The specific sins, as identified by Jackson: "flailing his leg and making contact with the groin" for Wade and "excessive contact with Faried above the shoulders" for Howard. Hit the jump to revisit the plays in question and let us know if you think the punishments fit the crimes.
First, Wade's low blow on Sessions:
Next, Howard's flagrant whack on Faried:
For their part — shock of shocks! — both Wade and Howard said there was no malice to their actions.
"I was surprised it was a flagrant 2," Howard said after the Lakers' Wednesday night loss to the Nuggets. "My intention was never to hurt Faried. I like the young fellow and my intention was just to foul. I come down the lane, somebody is going to foul me hard, put me on the free throw line and make me shoot free throws. It was the same kind of thing."
Well, evidently not, according to the NBA. (Faried didn't see it that way, either, telling reporters — including Kevin Ding of the Orange County Register — that Howard was "just mad" because "I was getting in his head, and he couldn't get the rebound.
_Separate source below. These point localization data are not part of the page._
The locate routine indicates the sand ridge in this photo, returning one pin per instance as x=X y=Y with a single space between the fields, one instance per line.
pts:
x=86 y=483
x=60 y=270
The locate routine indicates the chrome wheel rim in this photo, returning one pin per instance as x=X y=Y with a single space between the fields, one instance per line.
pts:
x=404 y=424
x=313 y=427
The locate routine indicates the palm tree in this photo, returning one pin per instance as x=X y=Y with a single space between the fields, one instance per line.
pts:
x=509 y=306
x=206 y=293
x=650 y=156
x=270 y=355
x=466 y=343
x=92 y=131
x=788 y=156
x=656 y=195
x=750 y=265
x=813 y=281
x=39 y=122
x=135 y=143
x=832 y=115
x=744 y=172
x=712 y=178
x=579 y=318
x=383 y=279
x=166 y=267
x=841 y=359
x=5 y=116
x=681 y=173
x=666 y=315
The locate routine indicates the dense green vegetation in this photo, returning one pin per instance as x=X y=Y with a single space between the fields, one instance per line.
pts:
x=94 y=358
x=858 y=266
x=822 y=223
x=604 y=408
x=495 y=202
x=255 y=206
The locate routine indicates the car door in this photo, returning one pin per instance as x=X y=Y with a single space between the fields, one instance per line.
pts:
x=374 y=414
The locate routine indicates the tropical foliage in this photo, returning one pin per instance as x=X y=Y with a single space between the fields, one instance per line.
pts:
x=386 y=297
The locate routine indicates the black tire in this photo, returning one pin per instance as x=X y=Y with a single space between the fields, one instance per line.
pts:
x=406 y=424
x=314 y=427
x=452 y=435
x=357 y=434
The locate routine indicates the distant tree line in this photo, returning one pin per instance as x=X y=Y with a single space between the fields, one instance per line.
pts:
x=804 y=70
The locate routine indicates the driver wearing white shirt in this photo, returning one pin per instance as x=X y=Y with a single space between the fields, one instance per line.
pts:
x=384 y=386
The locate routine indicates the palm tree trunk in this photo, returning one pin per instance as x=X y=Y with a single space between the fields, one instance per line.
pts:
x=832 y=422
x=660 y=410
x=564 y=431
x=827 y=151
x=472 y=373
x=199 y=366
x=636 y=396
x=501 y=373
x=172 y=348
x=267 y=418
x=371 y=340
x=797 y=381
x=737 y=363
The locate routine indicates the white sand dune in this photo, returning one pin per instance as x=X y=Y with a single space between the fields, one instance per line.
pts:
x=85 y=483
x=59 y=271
He wanted to, but I kept getting every rebound.")
Still, Howard's penalty pales in comparison to the one received by Wade, who will forfeit his game check for Miami's Friday night game against the Detroit Pistons — and considering he's on the books for nearly $17.2 million this year, that essentially amounts to a fine of nearly $210,000, making this the most costly leg-flail since, I don't know, Scott Norwood? (It's also the second game-check Wade's given up this year — the first went to Superstorm Sandy relief efforts following the Heat's early November matchup with the New York Knicks.)
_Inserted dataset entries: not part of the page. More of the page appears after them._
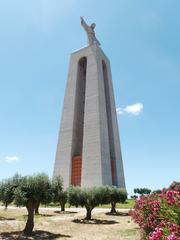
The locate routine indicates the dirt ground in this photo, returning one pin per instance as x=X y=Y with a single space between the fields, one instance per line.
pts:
x=51 y=224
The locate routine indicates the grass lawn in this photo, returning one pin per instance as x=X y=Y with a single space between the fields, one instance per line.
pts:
x=51 y=224
x=127 y=205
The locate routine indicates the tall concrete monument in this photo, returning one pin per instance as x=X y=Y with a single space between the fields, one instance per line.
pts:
x=88 y=151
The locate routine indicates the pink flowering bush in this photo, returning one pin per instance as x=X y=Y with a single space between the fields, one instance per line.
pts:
x=158 y=215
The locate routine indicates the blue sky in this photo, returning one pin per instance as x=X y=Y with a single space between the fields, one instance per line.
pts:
x=141 y=39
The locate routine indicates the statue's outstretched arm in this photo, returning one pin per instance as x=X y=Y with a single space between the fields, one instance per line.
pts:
x=83 y=23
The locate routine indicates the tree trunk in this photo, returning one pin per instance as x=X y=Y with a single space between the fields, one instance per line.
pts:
x=88 y=213
x=62 y=207
x=37 y=208
x=5 y=207
x=30 y=221
x=113 y=208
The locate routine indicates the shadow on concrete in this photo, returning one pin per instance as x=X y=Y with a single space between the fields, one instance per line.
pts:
x=122 y=214
x=95 y=221
x=37 y=235
x=65 y=212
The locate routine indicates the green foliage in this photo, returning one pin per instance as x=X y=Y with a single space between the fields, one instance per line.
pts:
x=116 y=195
x=36 y=188
x=87 y=197
x=7 y=188
x=58 y=194
x=134 y=197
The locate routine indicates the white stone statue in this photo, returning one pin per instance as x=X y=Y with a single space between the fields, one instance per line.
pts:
x=90 y=32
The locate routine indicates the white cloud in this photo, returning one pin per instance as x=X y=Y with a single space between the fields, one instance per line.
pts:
x=134 y=109
x=10 y=159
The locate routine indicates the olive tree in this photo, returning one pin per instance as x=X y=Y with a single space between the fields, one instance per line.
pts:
x=7 y=188
x=116 y=195
x=31 y=191
x=87 y=197
x=59 y=195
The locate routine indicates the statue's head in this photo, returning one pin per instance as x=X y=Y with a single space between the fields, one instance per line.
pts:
x=93 y=25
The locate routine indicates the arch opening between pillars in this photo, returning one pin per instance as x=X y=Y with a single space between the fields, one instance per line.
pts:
x=78 y=123
x=109 y=124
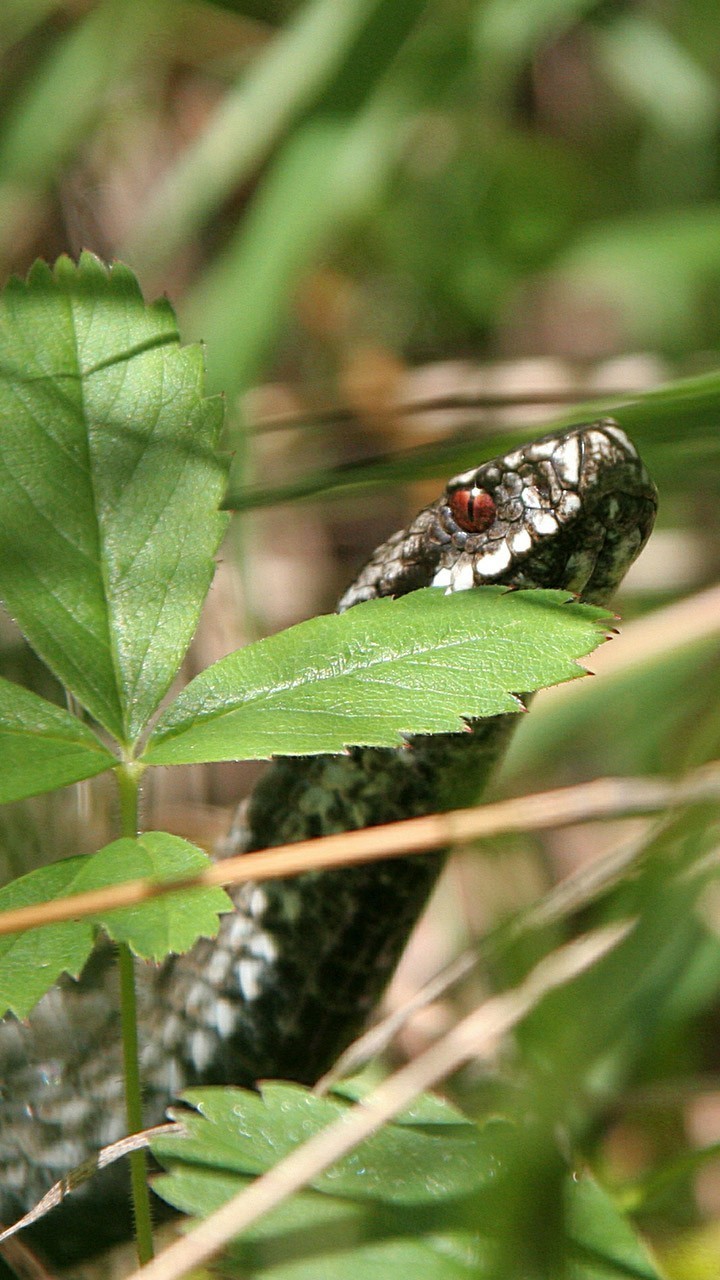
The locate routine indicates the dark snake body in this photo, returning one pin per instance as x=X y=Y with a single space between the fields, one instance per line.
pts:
x=297 y=968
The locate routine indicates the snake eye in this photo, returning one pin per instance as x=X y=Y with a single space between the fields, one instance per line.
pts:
x=472 y=508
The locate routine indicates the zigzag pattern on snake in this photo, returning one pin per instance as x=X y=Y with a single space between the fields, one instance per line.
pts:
x=296 y=970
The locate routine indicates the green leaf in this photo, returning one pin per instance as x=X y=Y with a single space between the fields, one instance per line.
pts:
x=31 y=961
x=247 y=1133
x=391 y=1202
x=427 y=1192
x=42 y=746
x=377 y=672
x=602 y=1243
x=109 y=485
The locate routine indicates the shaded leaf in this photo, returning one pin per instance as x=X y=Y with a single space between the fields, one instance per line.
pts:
x=109 y=484
x=31 y=961
x=42 y=746
x=377 y=672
After the NBA announced the suspension — the first of Wade's 10-year career — he offered his side of the story on Twitter:
I'm far from being a dirty player + my intent was never 2 kick Ramon Sessions. I just reacted to the contact that I got from him....
— Way of WADE (@DwyaneWade) December 28, 2012
More than anything, I think of my boys watchin me be4 retaliating 2ward any player. Im moving 4ward + ready 2 get back on the court in MIL. — Way of WADE (@DwyaneWade) December 28, 2012
One word of advice, D-Wade: If Larry Sanders contacts you, don't react with another flail. That dude'll start fights with your whole team.
For those keeping score at home, "flailing your leg" into an opponent's Southern hemisphere is now officially as bad as deliberately punching an opponent there, and both of those things are as bad as throwing a ball that hits a referee's leg and throwing a mouthpiece that hits an official in the back. Each of those things are exactly 50 percent less bad than ramping up a fight, throwing an elbow at a Swedish man's throat and being mad at Sean Elliott.
Please revise your scorebooks as needed.